Nilfisk is a good make - made in the same factory as Stihl....a top make..:thumb:


----------



## PaulN (Jan 17, 2008)

PJS said:


> Extension hose?
> How much more than 15 metres of HP hose already on the Makita, do you need?
> Alto is 9m, and with extension comes drop in pressure and flow - so you might need to rethink the extension idea, or the budget for a more powerful machine that'll drive the water down an extended hose.
> Either that, or do what most people do, and use a mains power extension!
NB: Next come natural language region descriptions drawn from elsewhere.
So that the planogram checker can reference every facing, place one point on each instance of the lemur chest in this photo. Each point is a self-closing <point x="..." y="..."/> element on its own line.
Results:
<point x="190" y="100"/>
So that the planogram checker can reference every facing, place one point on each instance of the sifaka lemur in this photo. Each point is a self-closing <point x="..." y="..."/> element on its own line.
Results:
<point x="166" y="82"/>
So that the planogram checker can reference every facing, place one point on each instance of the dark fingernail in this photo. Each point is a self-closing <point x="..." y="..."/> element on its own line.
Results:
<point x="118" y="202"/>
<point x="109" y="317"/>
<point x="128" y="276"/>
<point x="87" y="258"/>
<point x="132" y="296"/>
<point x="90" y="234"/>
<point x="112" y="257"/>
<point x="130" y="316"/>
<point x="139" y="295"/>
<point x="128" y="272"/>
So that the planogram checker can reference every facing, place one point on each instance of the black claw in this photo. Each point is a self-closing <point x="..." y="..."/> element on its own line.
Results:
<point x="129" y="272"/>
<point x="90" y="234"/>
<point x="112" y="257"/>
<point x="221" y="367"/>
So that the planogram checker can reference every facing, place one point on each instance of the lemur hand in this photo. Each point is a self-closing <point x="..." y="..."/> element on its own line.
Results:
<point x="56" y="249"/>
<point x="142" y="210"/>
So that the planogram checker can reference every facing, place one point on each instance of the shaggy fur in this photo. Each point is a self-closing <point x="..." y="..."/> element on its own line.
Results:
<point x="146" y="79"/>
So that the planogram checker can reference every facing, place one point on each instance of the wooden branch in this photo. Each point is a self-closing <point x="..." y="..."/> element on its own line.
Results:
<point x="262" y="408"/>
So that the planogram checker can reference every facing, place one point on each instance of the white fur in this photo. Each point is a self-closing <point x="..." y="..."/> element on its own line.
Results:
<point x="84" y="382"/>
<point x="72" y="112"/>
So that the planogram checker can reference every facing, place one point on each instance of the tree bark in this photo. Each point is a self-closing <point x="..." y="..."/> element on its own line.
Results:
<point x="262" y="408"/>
I dont think you will actually see a drop in pressure with the extension, i longer supply hose would effect the pressure i would have thought.


----------



## Steve Baker (Nov 25, 2008)

I have just replaced a 10+ year old Kew Hobby with a Nilfisk E130. Reason I stayed with Nilfisk is the reliability I had from the Kew. Only reason it needs replacing is the seals are leaking in the pump and no spares available. The E130 is good value and will fit all my existing attachments, foam lance etc!! :thumb:
I also have an 8m extension and see no noticeable drop in pressure. The only niggle with the new one I have is the pressure hose doesn't uncoil very well and likes to tangle unlike the original hose with the kew. I guess all manufacturers will cut costs where they can. With the E140' which has the additional hose real; putting pressure hose away will be easier thats all. Would highly recommend though regardless.


----------